The address electrodes 22 are made of a metal (for instance, Ag or Cr—Cu—Cr electrodes).
The display electrodes 12-13 are formed of transparent electrodes 12 a and 13 a and bus electrodes 12 b and 13 b (Ag electrodes or Cr—Cu—Cr electrodes). The bus electrodes 12 b and 13 b are laminated on the transparent electrodes 12 a and 13 a, as shown in FIG. 2(a). The transparent electrodes 12 a and 13 a are about 150 μm and made of a conductive metal oxide, such as ITO, SnO2 and ZnO. The bus electrodes are as narrow as 30 μm. The display electrodes 12-13 may be made of a metal, as the address electrodes 22 are.
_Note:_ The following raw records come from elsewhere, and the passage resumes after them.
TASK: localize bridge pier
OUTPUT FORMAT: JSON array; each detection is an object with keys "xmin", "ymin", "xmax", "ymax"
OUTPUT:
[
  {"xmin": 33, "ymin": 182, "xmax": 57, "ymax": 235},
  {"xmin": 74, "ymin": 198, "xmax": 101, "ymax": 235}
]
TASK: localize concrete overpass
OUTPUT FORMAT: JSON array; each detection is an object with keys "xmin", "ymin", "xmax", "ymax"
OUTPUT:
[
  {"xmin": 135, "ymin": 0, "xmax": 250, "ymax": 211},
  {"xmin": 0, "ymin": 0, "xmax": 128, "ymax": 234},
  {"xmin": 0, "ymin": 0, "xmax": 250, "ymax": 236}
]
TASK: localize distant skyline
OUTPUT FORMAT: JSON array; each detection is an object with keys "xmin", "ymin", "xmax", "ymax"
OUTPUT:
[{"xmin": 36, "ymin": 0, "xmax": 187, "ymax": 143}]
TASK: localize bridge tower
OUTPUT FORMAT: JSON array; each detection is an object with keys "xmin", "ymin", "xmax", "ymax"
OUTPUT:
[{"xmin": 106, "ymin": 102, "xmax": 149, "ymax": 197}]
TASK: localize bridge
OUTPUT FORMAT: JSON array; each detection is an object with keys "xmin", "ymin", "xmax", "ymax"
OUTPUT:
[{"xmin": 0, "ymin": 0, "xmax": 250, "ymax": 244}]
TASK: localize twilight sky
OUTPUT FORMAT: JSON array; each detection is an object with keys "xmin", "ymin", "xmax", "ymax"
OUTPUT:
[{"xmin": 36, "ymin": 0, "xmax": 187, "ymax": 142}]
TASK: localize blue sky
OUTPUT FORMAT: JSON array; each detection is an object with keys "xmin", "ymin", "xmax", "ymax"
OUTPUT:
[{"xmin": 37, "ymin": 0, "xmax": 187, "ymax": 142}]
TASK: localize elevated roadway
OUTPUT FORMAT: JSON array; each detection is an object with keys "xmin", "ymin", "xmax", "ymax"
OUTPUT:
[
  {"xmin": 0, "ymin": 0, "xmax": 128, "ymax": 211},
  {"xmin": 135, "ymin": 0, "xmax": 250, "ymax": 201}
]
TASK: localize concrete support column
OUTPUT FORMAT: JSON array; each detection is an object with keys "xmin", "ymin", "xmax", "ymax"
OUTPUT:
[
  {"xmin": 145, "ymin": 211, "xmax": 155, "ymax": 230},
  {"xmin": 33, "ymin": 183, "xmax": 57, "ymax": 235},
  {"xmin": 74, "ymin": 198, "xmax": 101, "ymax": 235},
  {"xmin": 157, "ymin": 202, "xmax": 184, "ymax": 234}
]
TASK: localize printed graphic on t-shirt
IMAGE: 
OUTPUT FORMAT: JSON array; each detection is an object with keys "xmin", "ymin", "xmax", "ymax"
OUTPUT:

It is preferred in most cases to form the display electrodes 12-13 in layers so as to ensure broader discharge areas for the discharge cells and lower resistance of the electrodes. But it is more advantageous to make the display electrodes 12-13 from a metal, because this could reduce the capacitance of the panel and make it easier to manufacture it. This is especially true when the PDP has a fine structure.
The first dielectric layer 14 is a layer composed of a dielectric substance, which covers the overall surface of the front glass plate 11 on which the display electrode 12 has been provided. The first dielectric layer 14 has a thickness in the range of 15 μm to 40 μm. As will be described later, the first dielectric layer 14 is formed of a silicon resin containing polysiloxane bond, and has a dielectric constant of 4 or below.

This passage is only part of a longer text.